Exhibit 107
Calculation of Filing Fee Tables
FORM S-4
(Form Type)
BURTECH ACQUISITION CORP.
(Exact Name of Registrant as Specified in its Charter)
Table 1: Newly Registered Securities
| | | | | | | |
Security Type | Security Class Title | Fee Calculation or Carry Forward Rule | Amount Registered(1)(2) | Proposed Maximum Offering Price Per Unit | Maximum Aggregate Offering Price | Fee Rate | Amount of Registration Fee |
Equity | Class A common stock, par value $0.0001 per share | 457(f)(2) | 114,518,349(3) | N/A | $381.73(4) | 0.00014760 | $0.06 |
Total Offering Amounts | | $381.73 | | $0.06 |
Total Fees Previously Paid | | | | |
Total Fee Offsets | | | | - |
Net Fee Due | | | | $0.06 |
(1) All securities being registered represents the estimated number of shares of Class A Common Stock to be issued by BurTech Acquisition Corp., a Delaware corporation (“BurTech”), in connection with the proposed business combination pursuant to that certain Agreement and Plan of Merger by and among BurTech, BurTech Merger Sub Inc., a Delaware corporation and a direct wholly owned subsidiary of BurTech, Blaize, Inc., a Delaware corporation (“Blaize”) and, solely for the limited purposes set forth therein, Burkhan Capital LLC, a Delaware limited liability company (“Burkhan”) (as amended from time to time, the “Merger Agreement”) (the “Business Combination”). In connection with the Business Combination, (a) BurTech will change its name to “Blaize Holdings, Inc.” (“New Blaize”); (b) each share of Blaize common stock, par value $0.00001 per share (the “Blaize Common Stock”) issued and outstanding immediately prior to the effective time (but excluding any (x) shares of Blaize Common Stock subject to Blaize RSUs and Blaize Option, (y) shares of Blaize Common Stock held by Blaize as treasury stock, and (z) shares the holders of which perfect rights of appraisal under Delaware law) will be cancelled and converted into the right to receive a number of shares of BurTech Class A Common Stock (rounded up to the nearest whole share) equal to the quotient obtained by dividing (i) the Company Base Merger Consideration, by (ii) the Aggregate Company Shares (as defined in the Merger Agreement); (c) each Blaize Option that is outstanding and unexercised immediately prior to the Effective Time shall automatically be converted into an option to purchase shares of Common Stock of New Blaize (“New Blaize Common Stock”) as set forth in the Merger Agreement; and (d) each award of Blaize RSUs that is outstanding and unsettled immediately prior to the Effective Time shall automatically be converted into an award of restricted stock units relating to shares of New Blaize Common Stock as set forth in the Merger Agreement.

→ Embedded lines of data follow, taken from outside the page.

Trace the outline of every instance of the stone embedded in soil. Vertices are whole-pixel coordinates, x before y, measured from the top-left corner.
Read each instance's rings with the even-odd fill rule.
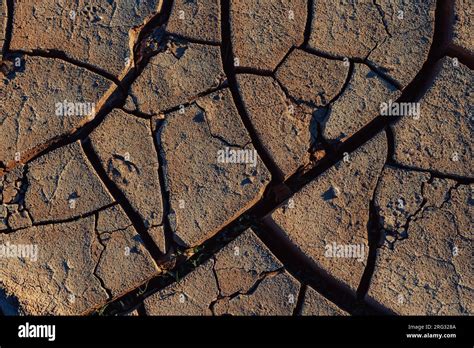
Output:
[[[309,46],[337,57],[367,58],[405,87],[428,57],[435,7],[435,0],[315,1]]]
[[[349,315],[331,301],[320,295],[313,288],[306,288],[303,305],[301,307],[303,316],[342,316]]]
[[[272,214],[302,253],[353,292],[369,252],[369,207],[386,160],[386,142],[385,134],[377,135]],[[333,186],[340,189],[338,197],[330,194]]]
[[[237,83],[260,142],[289,177],[309,161],[312,114],[291,104],[272,77],[239,74]]]
[[[328,111],[323,137],[344,140],[354,135],[380,115],[382,103],[395,102],[399,96],[393,85],[366,65],[355,64],[349,84]]]
[[[95,116],[109,88],[100,75],[42,57],[18,57],[0,81],[0,162],[67,135]],[[65,108],[63,106],[66,106]]]
[[[219,1],[175,0],[166,31],[193,40],[221,42]]]
[[[157,137],[172,229],[178,243],[195,246],[253,206],[270,174],[245,133],[229,90],[183,110],[166,115]],[[244,151],[235,158],[239,161],[231,157],[235,151]]]
[[[295,49],[278,68],[275,77],[297,102],[324,106],[341,91],[349,66]]]
[[[407,239],[378,250],[369,301],[401,315],[474,313],[473,189],[456,186],[441,205],[428,203]]]
[[[15,3],[11,49],[61,51],[120,77],[133,61],[133,28],[148,21],[161,1]]]
[[[96,274],[112,296],[131,291],[158,274],[157,265],[120,206],[101,211],[98,216],[109,226],[106,232],[97,231],[102,250]],[[109,221],[115,222],[115,230],[111,231]]]
[[[132,84],[127,104],[159,114],[219,86],[223,77],[219,47],[170,41]]]
[[[149,315],[291,315],[298,282],[245,231],[213,258],[145,300]]]
[[[150,121],[114,109],[90,134],[90,139],[108,177],[145,226],[160,225],[163,203]]]
[[[303,43],[306,16],[303,0],[231,1],[234,64],[274,70],[291,47]]]
[[[474,3],[471,0],[456,0],[454,2],[454,37],[453,43],[474,52]]]
[[[28,164],[25,207],[34,222],[66,220],[113,203],[79,142]]]
[[[471,176],[474,171],[471,106],[473,73],[444,58],[433,86],[420,100],[420,117],[393,126],[394,160],[437,172]]]

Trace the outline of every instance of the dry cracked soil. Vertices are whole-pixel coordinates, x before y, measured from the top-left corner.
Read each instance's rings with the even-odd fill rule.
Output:
[[[471,0],[0,0],[2,315],[474,314]]]

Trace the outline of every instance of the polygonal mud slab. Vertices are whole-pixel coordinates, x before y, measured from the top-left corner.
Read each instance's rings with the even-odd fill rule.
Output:
[[[304,295],[301,315],[304,316],[342,316],[349,315],[331,301],[328,301],[313,288],[308,287]]]
[[[127,107],[156,115],[219,86],[223,76],[219,47],[170,41],[131,86]]]
[[[353,292],[366,265],[369,206],[386,151],[382,133],[347,154],[272,214],[302,253]]]
[[[163,202],[158,154],[150,121],[114,109],[90,134],[90,139],[107,175],[145,226],[161,225]]]
[[[102,223],[114,212],[124,215],[117,206],[100,211]],[[89,216],[0,234],[0,288],[18,302],[19,313],[90,312],[157,274],[129,221],[106,227],[121,228],[111,232],[95,225]]]
[[[220,2],[175,0],[166,31],[193,40],[221,42]]]
[[[429,179],[427,173],[384,168],[374,205],[385,233],[403,238],[407,223],[422,208]]]
[[[435,0],[314,1],[309,46],[367,59],[405,87],[427,59],[435,7]]]
[[[303,0],[231,1],[234,65],[273,71],[303,43],[306,15]]]
[[[275,77],[296,102],[324,106],[341,91],[348,72],[349,64],[295,49]]]
[[[113,203],[79,142],[28,164],[25,207],[34,222],[76,218]]]
[[[157,139],[181,244],[211,237],[260,199],[270,181],[227,89],[167,114]]]
[[[0,234],[0,246],[28,254],[0,258],[0,288],[30,315],[72,315],[108,300],[94,275],[94,217]],[[3,252],[5,254],[5,252]]]
[[[474,52],[474,3],[471,0],[454,2],[454,36],[453,43]]]
[[[252,233],[145,300],[149,315],[291,315],[299,284]]]
[[[96,274],[113,297],[129,292],[159,272],[140,236],[118,205],[97,214],[102,246]]]
[[[19,161],[90,121],[109,88],[115,87],[102,76],[59,59],[17,57],[13,67],[0,81],[3,163]]]
[[[288,273],[269,274],[247,293],[223,298],[214,306],[216,315],[292,315],[300,284]]]
[[[441,72],[420,100],[420,117],[403,117],[393,126],[396,162],[472,176],[473,76],[461,63],[443,59]]]
[[[354,72],[340,97],[331,105],[323,129],[328,140],[351,137],[380,115],[382,103],[395,102],[400,92],[364,64]]]
[[[237,75],[243,104],[257,136],[287,178],[309,161],[313,115],[295,107],[269,76]]]
[[[61,51],[120,77],[133,61],[135,27],[148,21],[162,1],[15,2],[11,49]]]
[[[410,188],[420,184],[416,177],[404,179]],[[438,183],[437,194],[426,190],[427,202],[404,238],[393,250],[378,250],[369,301],[401,315],[473,314],[473,189],[452,182]]]

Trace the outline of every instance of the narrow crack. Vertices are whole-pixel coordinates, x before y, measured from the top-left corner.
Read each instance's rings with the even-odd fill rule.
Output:
[[[167,36],[170,37],[171,39],[176,39],[176,40],[184,40],[193,44],[199,44],[199,45],[208,45],[208,46],[220,46],[220,42],[216,41],[208,41],[208,40],[201,40],[201,39],[195,39],[186,35],[182,34],[175,34],[175,33],[169,33],[166,32]]]
[[[451,58],[457,58],[462,64],[469,69],[474,70],[474,55],[464,47],[452,44],[447,49],[446,55]]]
[[[107,248],[107,246],[103,243],[103,241],[101,239],[101,235],[99,234],[98,229],[97,229],[97,223],[99,221],[99,213],[96,213],[94,216],[95,216],[95,219],[94,219],[94,233],[95,233],[97,242],[102,246],[102,250],[101,250],[101,252],[99,254],[99,257],[97,259],[97,263],[95,265],[93,274],[97,278],[97,280],[99,281],[100,286],[102,287],[102,289],[104,289],[104,291],[107,293],[107,296],[108,296],[109,300],[111,300],[113,298],[112,291],[109,288],[107,288],[107,286],[105,285],[104,280],[101,277],[99,277],[99,275],[97,274],[97,269],[99,267],[100,260],[102,259],[102,255],[105,252],[105,249]]]
[[[163,150],[159,143],[159,138],[161,131],[163,129],[164,120],[157,120],[156,124],[153,124],[153,119],[150,120],[150,127],[153,137],[153,145],[156,151],[156,157],[158,159],[158,179],[160,182],[161,188],[161,199],[162,199],[162,207],[163,207],[163,230],[164,230],[164,238],[165,238],[165,246],[166,246],[166,254],[169,255],[173,253],[176,249],[176,245],[174,242],[174,233],[171,228],[171,222],[169,218],[169,214],[171,213],[171,203],[170,203],[170,192],[169,188],[166,185],[166,159],[164,157]]]
[[[313,13],[314,8],[314,0],[307,0],[307,7],[306,7],[306,26],[304,28],[304,40],[301,48],[308,47],[309,39],[311,38],[311,29],[313,27]]]
[[[130,311],[131,308],[135,308],[142,303],[145,298],[178,282],[194,269],[213,258],[221,248],[244,233],[249,227],[250,218],[244,213],[243,216],[234,220],[201,246],[193,248],[194,251],[191,252],[191,256],[187,256],[186,251],[180,252],[174,261],[170,261],[168,265],[161,265],[166,273],[150,279],[147,282],[146,291],[140,291],[138,287],[109,302],[104,314],[115,315]]]
[[[133,34],[131,35],[131,41],[135,40],[133,44],[131,43],[131,46],[133,46],[132,53],[135,64],[134,66],[126,67],[124,72],[121,74],[123,78],[118,81],[119,83],[116,84],[115,88],[109,90],[101,98],[100,102],[98,103],[98,111],[93,120],[84,121],[83,124],[80,124],[77,128],[72,129],[67,134],[53,137],[43,144],[25,151],[22,153],[21,161],[10,161],[9,163],[5,164],[3,166],[4,169],[0,170],[0,175],[4,175],[8,171],[15,168],[18,164],[26,164],[58,148],[69,145],[78,140],[86,139],[89,134],[104,120],[105,116],[109,114],[114,108],[123,108],[128,97],[127,91],[130,89],[130,86],[138,78],[138,76],[140,76],[143,69],[148,64],[150,57],[153,54],[156,55],[160,53],[160,51],[158,51],[150,54],[150,52],[146,51],[144,45],[148,36],[152,34],[153,30],[156,27],[161,27],[166,22],[170,14],[169,11],[171,5],[172,1],[167,1],[162,7],[160,6],[160,10],[153,16],[151,20],[136,29],[139,30],[138,34],[134,34],[134,30],[131,30],[131,34]],[[81,62],[77,63],[84,64]]]
[[[386,138],[387,143],[389,143],[390,140],[388,136]],[[377,262],[377,250],[380,246],[383,226],[380,221],[380,215],[375,204],[375,200],[388,157],[389,153],[387,153],[387,159],[385,161],[385,164],[380,169],[380,173],[377,178],[377,183],[375,184],[374,191],[372,192],[372,198],[369,202],[369,220],[367,221],[367,241],[369,245],[369,253],[367,256],[367,263],[364,269],[364,273],[362,274],[359,286],[357,287],[356,291],[358,301],[363,301],[365,299],[365,296],[367,295],[367,292],[369,291],[370,283]]]
[[[15,15],[15,4],[14,0],[6,0],[7,3],[7,23],[5,28],[5,41],[3,42],[3,56],[10,52],[10,44],[13,35],[13,16]],[[2,23],[3,25],[3,23]]]
[[[229,88],[232,92],[234,103],[239,112],[240,118],[247,129],[247,132],[252,139],[254,148],[257,150],[260,158],[264,162],[265,166],[272,174],[272,181],[282,182],[284,180],[283,172],[278,168],[273,158],[270,156],[268,151],[260,142],[257,132],[252,125],[247,110],[244,106],[244,102],[240,95],[236,79],[236,69],[234,66],[234,59],[232,55],[232,42],[231,42],[231,28],[230,28],[230,3],[226,0],[221,0],[221,32],[222,32],[222,45],[221,45],[221,57],[224,72],[227,76]]]
[[[307,289],[307,285],[301,284],[300,292],[298,293],[298,299],[296,301],[296,306],[293,310],[294,317],[300,316],[302,314]]]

(2) Pursuant to Rule 416(a), there are also being registered an indeterminable number of additional securities as may be issued to prevent dilution resulting from share subdivisions, share dividends or similar transactions.
(3) Represents (i) 83,700,000 shares of Class A Common Stock to be issued to the equityholders of Blaize in connection with the Business Combination equal to (a) the quotient (such quotient, the “Company Base Merger Consideration”) obtained by dividing (A) the sum of (x) the Base Purchase Price of $767,000,000, plus (y) $70,000,000, by (B) $10.00, and (ii) 5,642,836 shares of Class A Common Stock issuable to Burkan and/or its Affiliates and/or nominees in connection with the Business Combination, in exchange for the shares of Blaize Common Stock issuable upon the conversion or exercise of the Burkhan Instruments (as defined in the Merger Agreement), and (iii) 25,175,513 shares of Class A Common Stock issuable in connection with the Business Combination, in exchange for the shares of Blaize Common Stock issuable upon the conversion or exercise of convertible notes and warrants to purchase shares of Blaize Common Stock issued by Blaize on or after April 22, 2024.
(4) Calculated in accordance with Rule 457(f)(2) under the Securities Act. Blaize is a private company, no market exists for its securities, and it has an accumulated capital deficit. Therefore, the proposed maximum aggregate offering price is one-third of the aggregate par value of Blaize’s securities expected to be exchanged in connection with the Business Combination described herein, including the Blaize securities issuable upon the exercise and/or settlement of convertible notes, options and warrants.